Today, Swedish amateur athletes want to train, eat and dress like professionals.
However, there is one thing that amateur athletes still have left to learn from the elite; mental training.
In a new experiment called Team WillPower, Renault challenged three athletes to drive a Renault KADJAR – using only willpower.
After extensive mental focus training, came the ultimate test – to control and steer a car together.
More than 150 million people all over the world were reached.
But most important, we encouraged thousands of En Svensk Klassiker participants to train like professionals – focusing on mental strength, as much as the physical.
We re-built a Renault KADJAR, making it possible to drive it using only brainpower. The three athletes mental journey was documented in a film, from start to finish – from the series of mental focus exercises with the coach and triathlete Jonas Colting, to the actual experiment where the participants were equipped with emotiv-headsets and the mission to each control their important part; turning right, turning left and accelerating.
When launching, we invited journalists to test drive the re-engineered Renault KADJAR to experience the experiment – at own risk.
We also made four short films with Jonas Colting, where he gave his best mental tips for each of the four races that ESK consists of; skiing, biking, swimming and running – giving ESK participants a chance to take their performance to the next level.
To control the car with brainpower, we first needed to build a ‘driver’ that the brainwaves could control.
This mechanical chauffeur needed to be portable and fairly lightweight, so we chose to have it replicate a human by giving it two legs and a hand.

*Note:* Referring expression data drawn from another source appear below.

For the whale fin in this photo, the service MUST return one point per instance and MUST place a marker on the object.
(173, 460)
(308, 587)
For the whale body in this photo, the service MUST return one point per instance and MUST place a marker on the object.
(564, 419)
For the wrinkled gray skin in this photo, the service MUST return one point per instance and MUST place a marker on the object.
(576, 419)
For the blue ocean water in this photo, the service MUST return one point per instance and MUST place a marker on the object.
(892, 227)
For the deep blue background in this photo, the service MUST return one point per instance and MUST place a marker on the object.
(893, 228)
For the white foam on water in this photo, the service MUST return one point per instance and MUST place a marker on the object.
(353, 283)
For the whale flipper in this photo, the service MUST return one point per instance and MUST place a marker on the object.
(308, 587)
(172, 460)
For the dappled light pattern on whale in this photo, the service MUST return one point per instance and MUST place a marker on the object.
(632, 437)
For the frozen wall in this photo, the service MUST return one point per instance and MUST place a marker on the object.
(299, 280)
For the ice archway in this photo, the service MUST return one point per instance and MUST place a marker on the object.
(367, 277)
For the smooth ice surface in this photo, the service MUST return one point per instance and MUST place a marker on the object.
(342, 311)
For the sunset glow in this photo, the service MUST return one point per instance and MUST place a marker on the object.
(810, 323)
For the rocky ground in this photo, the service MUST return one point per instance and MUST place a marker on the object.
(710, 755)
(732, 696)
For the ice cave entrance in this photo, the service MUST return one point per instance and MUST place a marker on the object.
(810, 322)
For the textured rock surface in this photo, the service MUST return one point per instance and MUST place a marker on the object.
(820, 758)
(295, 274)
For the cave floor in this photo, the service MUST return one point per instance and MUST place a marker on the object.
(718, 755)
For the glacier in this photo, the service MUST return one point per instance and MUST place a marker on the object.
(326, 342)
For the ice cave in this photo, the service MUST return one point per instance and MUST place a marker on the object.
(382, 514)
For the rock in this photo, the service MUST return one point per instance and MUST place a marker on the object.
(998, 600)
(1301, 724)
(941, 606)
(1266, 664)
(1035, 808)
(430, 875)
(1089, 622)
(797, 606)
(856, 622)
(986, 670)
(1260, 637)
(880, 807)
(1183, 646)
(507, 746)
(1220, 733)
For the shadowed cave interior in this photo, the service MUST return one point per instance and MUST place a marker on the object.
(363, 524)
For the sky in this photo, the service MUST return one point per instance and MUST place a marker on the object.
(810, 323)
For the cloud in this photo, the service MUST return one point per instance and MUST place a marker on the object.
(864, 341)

The “legs” consisted of two linear servos, one for the accelerator and the other for the brakes. For the “hands”, we used the chain and sprockets from a gokart, connected to a DC servo motor. Each servo is controlled by a Raspberry Pi3 whom are given commands from a server running on a regular laptop.
The EEG headsets which the athletes wear are connected to the server-laptop via bluetooth and are given a specific objective: steer left, steer right or set speed. Each driver then view LED’s mounted on top of the dashboard to see how well they are performing – hence determining if their designated command will be executed.
The entire system is powered by a regular 12V car battery.